High anxiety

More than 19 million Americans suffer from anxiety disorders, but fewer than one-third receive treatment. Are you one of them?

If you suffer from symptoms such as panic attacks, obsessive thoughts, flashbacks or nightmares, you may have an anxiety disorder that should receive medical or psychological treatment.

“Business people that feel great responsibility and continuous stress, and do not get enough of the rest they need in terms of sleep and relaxation, are more likely to suffer from a mental disorder,” says Michael Faenza, president and CEO of the National Mental Health Association. “Their behavior has a lot to do with their emotional health. They have to have rest, recreation and know when to stop taking responsibility.”

Despite the development of effective treatments for these disorders, many people avoid treatment because of a stigma of appearing weak. A recent NMHA poll revealed 81 percent of those polled were aware of anxiety disorders and 61 percent wrongly believed that the disorders occur in people who lack the will power to cope with everyday life stress, are usually caused by underlying guilt or will go away if you ignore them and get on with your life.

Get help

Anxiety disorders—such as obsessive-compulsive disorder or panic disorder—are real illnesses that deserve the same level of understanding and treatment as diabetes, arthritis or heart disease. Usually, a combination of medication and therapy will help the afflicted person regain control.

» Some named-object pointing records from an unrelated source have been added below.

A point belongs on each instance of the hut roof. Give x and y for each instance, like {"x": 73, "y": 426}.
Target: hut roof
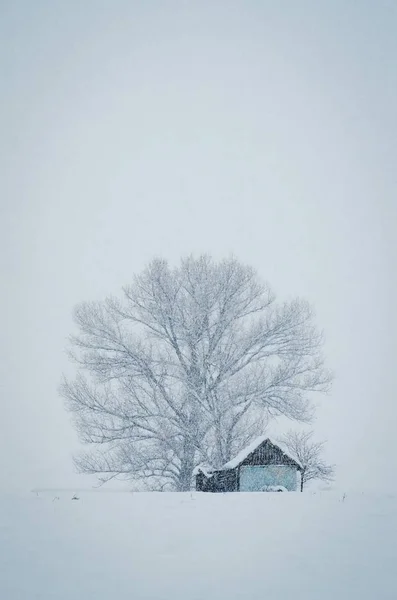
{"x": 245, "y": 453}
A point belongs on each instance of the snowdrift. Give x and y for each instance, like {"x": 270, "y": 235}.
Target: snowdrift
{"x": 120, "y": 546}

“Talk about your symptoms or your suspicions with your primary care physician,” says Faenza. “One should look at their emotional life in the same way they look at their physical life, and it should be just as much of interest to their physician. The primary care physician may recommend the person get an additional consultation or participate in therapy.”

Free information on anxiety disorders, other mental illnesses and effective treatments is available from the NMHA at (800) 969-6642 or www.nmha.org.

What is an anxiety disorder?

People who have an anxiety disorder experience intense feelings of fear, worry or dread that continue over a period of time, or thoughts and behaviors they cannot control. Often these feelings and thoughts are accompanied by physical symptoms, such as trembling, muscle tension, nausea or a racing heartbeat. As a result, persons with anxiety disorders often feel like they cannot handle everyday activities. They may start to avoid certain situations, feel isolated from their loved ones or abuse alcohol and drugs to cope.